Lundi 21 mai 2018

Dessin contre nature

Artiste(s): 
COMAR Philippe
Du 17-02-2018 au 22-04-2018
Lieu: 
Rez-de-jardin
Genre: 
Dessins
Résumé: 

Plasticien, scénographe, commissaire d’exposition, écrivain, professeur de dessin à l’Ecole nationale supérieure des Beaux-Arts de Paris, Philippe Comar pourrait faire partie d’une catégorie d’artistes contemporains qui s’expriment dans la pluralité des pratiques. Quelquefois philosophes, parfois sociologues, souvent vidéastes, à l’avenant. Cet éclectisme partagé et revendiqué n’est pourtant pas de mise. Philippe Comar se découvre et se comprend tel un artiste érudit. Cultivé, savant, docte et, dans le même mouvement, habile. La tête, l’œil, la main. Philippe Comar est aussi, et sans doute surtout, dessinateur.

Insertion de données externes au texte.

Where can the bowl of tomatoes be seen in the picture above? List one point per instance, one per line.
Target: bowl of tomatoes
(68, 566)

Nous voilà rendu à cette pratique essentielle qui permet de saisir la cohérence de son travail et d’en mesurer l’importance. Philippe Comar rend compte du réel dans une diversité thématique où se retrouvent les déclinaisons singulières d’un voir / penser / représenter. L’ordonnance et le classement existent. Croissance et marcescence, La mesure de l’herbe, Souches, Musée de pharmacognosie, Champ de lotus, Nus féminins, Baignoires verticales, Portraits de décapités, Aquariums, Les monstres du musée Dupuytren, Machines à enfoncer des bouchons, Atelier de Rodin, La fabrique des Ménines … Les titres parlent, évoquent. Philippe Comar écrit, ne l’oublions pas. Cette évidence souveraine de la représentation n’existe que par un travail assidu, documenté sur l’art et son histoire. Refusant un postmodernisme où la citation s’apparente le plus souvent à un pesant " à la manière de ", ce travail singulier s’inscrit, non à rebours, mais dans la continuité d’une tradition assumée et renouvelée. La référence instille le doute et l’apparent classicisme de la facture suscite le vertige du regard pour mieux le capter. D’après nature donc. Certes, mais avec un indispensable point d’interrogation. D’après nature ? Dans la mesure où l’art imite la nature autant que la nature imite l’art. « Je substitue l’art à la nature pour en bien juger », écrivait Diderot dans le Salon de 1767. Philippe Comar possède les traits d’un encyclopédiste contemporain. Contre nature donc. Tout près et à distance. En captant sur le papier ce que le regard dessine, le grand œuvre de Philippe Comar, dans la permanence de son dessein et la multiplicité des approches, s’apparente à un inventaire raisonné et sensible du monde.